Howard soltó una carcajada, y Samantha tuvo la certeza de que le habría dado unas palmaditas en el trasero de no haber llevado en las manos el sacacorchos y la botella. Toleraba todos los pellizcos y palmadas de su suegro como muestras inofensivas de exhibicionismo por parte de un hombre demasiado gordo y viejo para hacer nada más; en cualquier caso, a Shirley la irritaba, y eso siempre complacía a Samantha. Su suegra nunca mostraba abiertamente su desagrado; su sonrisa no vacilaba, y tampoco su tono de dulce sensatez, pero un rato después de cualquier comentario levemente lascivo de Howard siempre le arrojaba un dardo envenenado a su nuera, aunque, eso sí, camuflado en algodón de azúcar: una mención de la matrícula cada vez más cara de la escuela de las niñas, un sincero interés por la marcha de la dieta de Samantha, preguntas a Miles sobre si no le parecía que Mary Fairbrother tenía una figura increíblemente bonita. Samantha lo aguantaba todo con una sonrisa, y después castigaba a Miles por ello.

—¡Hola, Mo! —exclamó Miles, entrando antes que Samantha en lo que Howard y Shirley llamaban el salón—. ¡No sabía que venías!

—Hola, guapetón —contestó Maureen con su voz profunda y áspera—. Dame un beso.

La socia de Howard estaba sentada en una esquina del sofá, sosteniendo una copita de jerez. Llevaba un vestido fucsia con medias oscuras y zapatos de charol de tacón alto. Se había ahuecado el cabello negro azabache con litros de laca, y debajo de él se veía una pálida cara de mona, con un grueso manchón de un espantoso pintalabios rosa, que se convirtió en un mohín cuando Miles se inclinó para besarla en la mejilla.

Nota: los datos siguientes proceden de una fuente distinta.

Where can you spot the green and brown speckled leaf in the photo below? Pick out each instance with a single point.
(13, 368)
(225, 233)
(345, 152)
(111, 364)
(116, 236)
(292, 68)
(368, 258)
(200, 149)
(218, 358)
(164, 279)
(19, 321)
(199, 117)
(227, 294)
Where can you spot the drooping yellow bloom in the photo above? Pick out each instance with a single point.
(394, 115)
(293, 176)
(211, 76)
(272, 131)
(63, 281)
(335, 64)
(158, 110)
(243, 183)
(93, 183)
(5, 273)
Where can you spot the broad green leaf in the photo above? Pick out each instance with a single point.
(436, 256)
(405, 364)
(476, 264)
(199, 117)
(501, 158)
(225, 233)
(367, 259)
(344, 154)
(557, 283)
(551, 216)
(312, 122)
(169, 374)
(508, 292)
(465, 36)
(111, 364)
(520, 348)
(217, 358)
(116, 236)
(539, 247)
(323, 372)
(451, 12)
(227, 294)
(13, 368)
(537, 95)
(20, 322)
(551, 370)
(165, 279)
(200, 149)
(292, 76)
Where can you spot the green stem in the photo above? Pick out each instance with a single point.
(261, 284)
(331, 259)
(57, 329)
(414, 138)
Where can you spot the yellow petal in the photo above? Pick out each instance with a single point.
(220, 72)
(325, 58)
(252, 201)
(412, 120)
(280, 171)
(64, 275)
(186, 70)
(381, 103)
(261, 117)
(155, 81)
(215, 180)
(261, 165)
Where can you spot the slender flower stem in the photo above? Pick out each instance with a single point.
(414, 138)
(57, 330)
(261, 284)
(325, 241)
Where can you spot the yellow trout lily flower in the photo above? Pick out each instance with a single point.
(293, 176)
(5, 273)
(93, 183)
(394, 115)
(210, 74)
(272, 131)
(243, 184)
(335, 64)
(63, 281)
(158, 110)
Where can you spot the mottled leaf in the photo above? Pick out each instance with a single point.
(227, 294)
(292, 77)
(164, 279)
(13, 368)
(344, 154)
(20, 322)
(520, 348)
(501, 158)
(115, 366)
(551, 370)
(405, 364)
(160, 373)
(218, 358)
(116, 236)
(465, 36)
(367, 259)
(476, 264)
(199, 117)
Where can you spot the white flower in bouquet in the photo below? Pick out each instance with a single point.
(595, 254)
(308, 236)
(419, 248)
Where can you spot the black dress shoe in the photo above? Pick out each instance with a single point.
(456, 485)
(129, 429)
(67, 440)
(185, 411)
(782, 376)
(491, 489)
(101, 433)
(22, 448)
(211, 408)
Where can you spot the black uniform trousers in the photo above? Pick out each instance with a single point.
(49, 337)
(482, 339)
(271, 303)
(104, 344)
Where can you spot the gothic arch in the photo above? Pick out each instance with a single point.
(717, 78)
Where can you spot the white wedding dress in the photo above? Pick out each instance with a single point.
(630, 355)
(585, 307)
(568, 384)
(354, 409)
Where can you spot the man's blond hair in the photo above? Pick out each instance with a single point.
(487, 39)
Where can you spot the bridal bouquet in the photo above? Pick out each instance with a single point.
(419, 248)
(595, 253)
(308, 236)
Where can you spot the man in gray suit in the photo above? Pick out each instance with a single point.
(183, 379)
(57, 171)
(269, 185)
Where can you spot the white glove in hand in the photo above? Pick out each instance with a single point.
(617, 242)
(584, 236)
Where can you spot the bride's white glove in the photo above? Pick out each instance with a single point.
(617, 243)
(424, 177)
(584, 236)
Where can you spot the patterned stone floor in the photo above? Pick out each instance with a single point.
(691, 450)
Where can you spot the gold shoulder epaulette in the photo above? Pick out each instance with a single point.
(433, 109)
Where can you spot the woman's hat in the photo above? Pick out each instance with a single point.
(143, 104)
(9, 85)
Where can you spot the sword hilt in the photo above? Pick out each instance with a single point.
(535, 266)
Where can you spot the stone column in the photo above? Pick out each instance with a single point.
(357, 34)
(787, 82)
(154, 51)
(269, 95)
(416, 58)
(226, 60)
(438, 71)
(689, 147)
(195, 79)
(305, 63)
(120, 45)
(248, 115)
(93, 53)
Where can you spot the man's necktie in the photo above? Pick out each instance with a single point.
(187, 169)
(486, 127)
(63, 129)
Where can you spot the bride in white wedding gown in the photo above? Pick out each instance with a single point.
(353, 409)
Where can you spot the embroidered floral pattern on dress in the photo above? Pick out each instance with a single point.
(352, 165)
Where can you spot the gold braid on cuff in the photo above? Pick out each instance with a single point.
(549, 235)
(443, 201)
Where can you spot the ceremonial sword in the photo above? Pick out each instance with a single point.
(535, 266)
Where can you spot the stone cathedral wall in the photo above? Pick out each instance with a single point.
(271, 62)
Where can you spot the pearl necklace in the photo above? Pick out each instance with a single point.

—Estábamos hablando de negocios, de los planes para la nueva cafetería. Hola, Sam, querida —añadió Maureen, y dio unas palmaditas en el sofá—. Oh, qué preciosa estás, y vaya bronceado, ¿todavía te dura de Ibiza? Ven a sentarte a mi lado. Qué susto lo del club de golf. Debió de ser horroroso.

—Sí, lo fue —repuso Samantha.

Y, por primera vez, se encontró contándole a alguien la historia de la muerte de Barry, mientras Miles vacilaba, a la espera de una ocasión para interrumpir. Howard les tendió grandes copas de Pinot Grigio, prestando atención al relato de Samantha. Poco a poco, a la luz del interés de Howard y Maureen, con el alcohol prendiendo un reconfortante fuego en su interior, la tensión que Samantha llevaba dos días acumulando pareció disolverse y se vio reemplazada por una frágil sensación de bienestar.